A damning investigative report posted online by BBC TV Current Affairs sheds light on the plight of the migrants trying to cross the Aegean Sea into Greece, claiming the Greek coast guard caused the deaths of hundreds of people in the sea over the past three years.

The piece includes the moment when a former Greek senior coast guard officer, who the BBC was interviewing on camera, admits off camera, while his mic is still on, that the actions of his colleagues caught on a video he was presented with were, in fact, a blatant violation of international law.

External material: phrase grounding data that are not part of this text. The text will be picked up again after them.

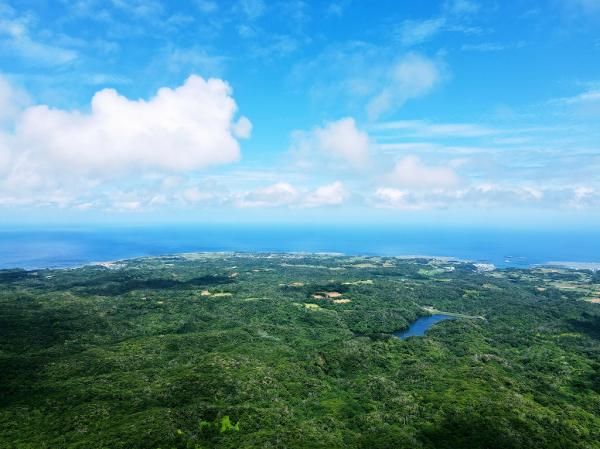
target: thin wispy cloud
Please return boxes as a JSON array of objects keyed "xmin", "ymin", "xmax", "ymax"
[
  {"xmin": 372, "ymin": 120, "xmax": 497, "ymax": 138},
  {"xmin": 0, "ymin": 16, "xmax": 78, "ymax": 66},
  {"xmin": 366, "ymin": 53, "xmax": 444, "ymax": 119},
  {"xmin": 396, "ymin": 18, "xmax": 446, "ymax": 46},
  {"xmin": 554, "ymin": 88, "xmax": 600, "ymax": 105}
]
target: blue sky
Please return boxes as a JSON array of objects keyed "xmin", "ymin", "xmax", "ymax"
[{"xmin": 0, "ymin": 0, "xmax": 599, "ymax": 226}]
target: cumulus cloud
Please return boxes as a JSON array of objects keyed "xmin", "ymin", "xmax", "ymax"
[
  {"xmin": 313, "ymin": 118, "xmax": 370, "ymax": 167},
  {"xmin": 303, "ymin": 181, "xmax": 347, "ymax": 207},
  {"xmin": 0, "ymin": 75, "xmax": 252, "ymax": 209},
  {"xmin": 374, "ymin": 188, "xmax": 421, "ymax": 210},
  {"xmin": 0, "ymin": 133, "xmax": 10, "ymax": 174},
  {"xmin": 373, "ymin": 184, "xmax": 599, "ymax": 210},
  {"xmin": 237, "ymin": 182, "xmax": 299, "ymax": 208},
  {"xmin": 236, "ymin": 181, "xmax": 347, "ymax": 208},
  {"xmin": 1, "ymin": 75, "xmax": 250, "ymax": 188},
  {"xmin": 387, "ymin": 156, "xmax": 460, "ymax": 189},
  {"xmin": 181, "ymin": 187, "xmax": 221, "ymax": 204},
  {"xmin": 291, "ymin": 117, "xmax": 371, "ymax": 169},
  {"xmin": 232, "ymin": 116, "xmax": 253, "ymax": 138},
  {"xmin": 75, "ymin": 178, "xmax": 350, "ymax": 211},
  {"xmin": 367, "ymin": 53, "xmax": 443, "ymax": 119}
]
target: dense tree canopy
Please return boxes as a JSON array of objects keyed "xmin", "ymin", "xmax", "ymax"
[{"xmin": 1, "ymin": 254, "xmax": 599, "ymax": 448}]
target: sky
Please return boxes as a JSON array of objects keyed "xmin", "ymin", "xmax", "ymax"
[{"xmin": 0, "ymin": 0, "xmax": 599, "ymax": 226}]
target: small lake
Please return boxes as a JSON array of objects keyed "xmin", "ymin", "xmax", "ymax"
[{"xmin": 393, "ymin": 314, "xmax": 456, "ymax": 340}]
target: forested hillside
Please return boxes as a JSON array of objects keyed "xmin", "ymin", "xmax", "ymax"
[{"xmin": 1, "ymin": 254, "xmax": 599, "ymax": 448}]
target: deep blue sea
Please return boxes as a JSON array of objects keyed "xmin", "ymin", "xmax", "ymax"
[{"xmin": 0, "ymin": 225, "xmax": 599, "ymax": 270}]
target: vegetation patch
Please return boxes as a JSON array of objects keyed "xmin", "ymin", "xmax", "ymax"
[
  {"xmin": 0, "ymin": 253, "xmax": 598, "ymax": 448},
  {"xmin": 342, "ymin": 279, "xmax": 374, "ymax": 285},
  {"xmin": 303, "ymin": 303, "xmax": 323, "ymax": 310}
]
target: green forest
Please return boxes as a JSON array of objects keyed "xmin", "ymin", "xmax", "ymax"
[{"xmin": 1, "ymin": 253, "xmax": 599, "ymax": 448}]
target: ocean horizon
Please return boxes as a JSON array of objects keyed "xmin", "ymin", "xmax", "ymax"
[{"xmin": 1, "ymin": 225, "xmax": 599, "ymax": 270}]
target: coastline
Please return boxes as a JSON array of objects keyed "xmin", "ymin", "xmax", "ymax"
[
  {"xmin": 0, "ymin": 226, "xmax": 600, "ymax": 270},
  {"xmin": 2, "ymin": 226, "xmax": 600, "ymax": 271},
  {"xmin": 0, "ymin": 251, "xmax": 475, "ymax": 272},
  {"xmin": 2, "ymin": 250, "xmax": 599, "ymax": 273},
  {"xmin": 542, "ymin": 261, "xmax": 600, "ymax": 271}
]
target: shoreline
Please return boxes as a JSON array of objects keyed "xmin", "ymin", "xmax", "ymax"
[
  {"xmin": 1, "ymin": 251, "xmax": 478, "ymax": 272},
  {"xmin": 1, "ymin": 250, "xmax": 599, "ymax": 272},
  {"xmin": 541, "ymin": 261, "xmax": 600, "ymax": 271}
]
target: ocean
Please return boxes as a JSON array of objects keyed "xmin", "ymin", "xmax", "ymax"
[{"xmin": 0, "ymin": 225, "xmax": 599, "ymax": 270}]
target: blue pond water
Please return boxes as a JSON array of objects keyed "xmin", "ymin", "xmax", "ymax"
[{"xmin": 393, "ymin": 314, "xmax": 456, "ymax": 340}]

During the 1.33-minute-long video interview, the interviewee was shown footage of Greek coast guard officers loading would-be migrants, including a small child, back into a boat after they arrived on a Greek island. While on camera the interviewed ex-officer can be seen saying “It doesn’t seem like it’s forceful”. He goes on to say that the “migrants don’t seem to have the same affection for children as we do,” while claiming they [migrants] often abandon them.

When the crew stops for a short break, and while the camera is still recording the officer can be heard responding to a phone call saying “I haven’t told them too much”. “It’s crystal clear. It’s an international crime”, he says referring to the reloading of migrants back into the boat.

As the piece notes 40 people have died as a result of being forced out of Greek territorial waters, or taken back out to sea after reaching Greek islands.
The BBC reporters said the Greek coastguard told them it strongly denied all accusations of illegal activities.

The article claims that the Greek government has long been accused of forced returns to where they have crossed from, which is illegal under international law.
The BBC team analyzed 15 cases of alleged fatalities as a result of the Greek coastguard’s actions which resulted in 43 deaths. To analyze that incidents the investigative team used initial sources, primarily local media, NGOs and the Turkish coastguard.

The BBC piece continues by presenting one of the most chilling accounts of a Cameroonian man who claims he was hunted by Greek authorities after landing on the island of Samos in 2021.

“We had barely docked, and the police came from behind,” he told us. “There were two policemen dressed in black, and three others in civilian clothes. They were masked, you could only see their eyes.”
He and two others – another from Cameroon and a man from Ivory Coast – were transferred to a Greek coastguard boat, he said, where events took a terrifying turn.
“They started with the [other] Cameroonian. They threw him in the water. The Ivorian man said: ‘Save me, I don’t want to die… and then eventually only his hand was above water, and his body was below.
“Slowly his hand slipped under, and the water engulfed him.”

Human rights groups allege thousands of people seeking asylum in Europe have been illegally forced back from Greece to Turkey and denied the right to seek asylum, which is enshrined in international and EU law.

Commenting on the BBC report, the Greek government spokesperson Pavlos Marinakis said the allegations presented in the piece have not been proven. “Every complaint is investigated at the judicial level”, referring to the eyewitness accounts cited in the report.

Greece on its part, claims Turkey has weaponized migrants starting their journey from its territory into the EU as a means to put pressure on the European Union to receive more funding, accusing Turkey of often collaborating with human trafficking smugglers and questionable NGOs.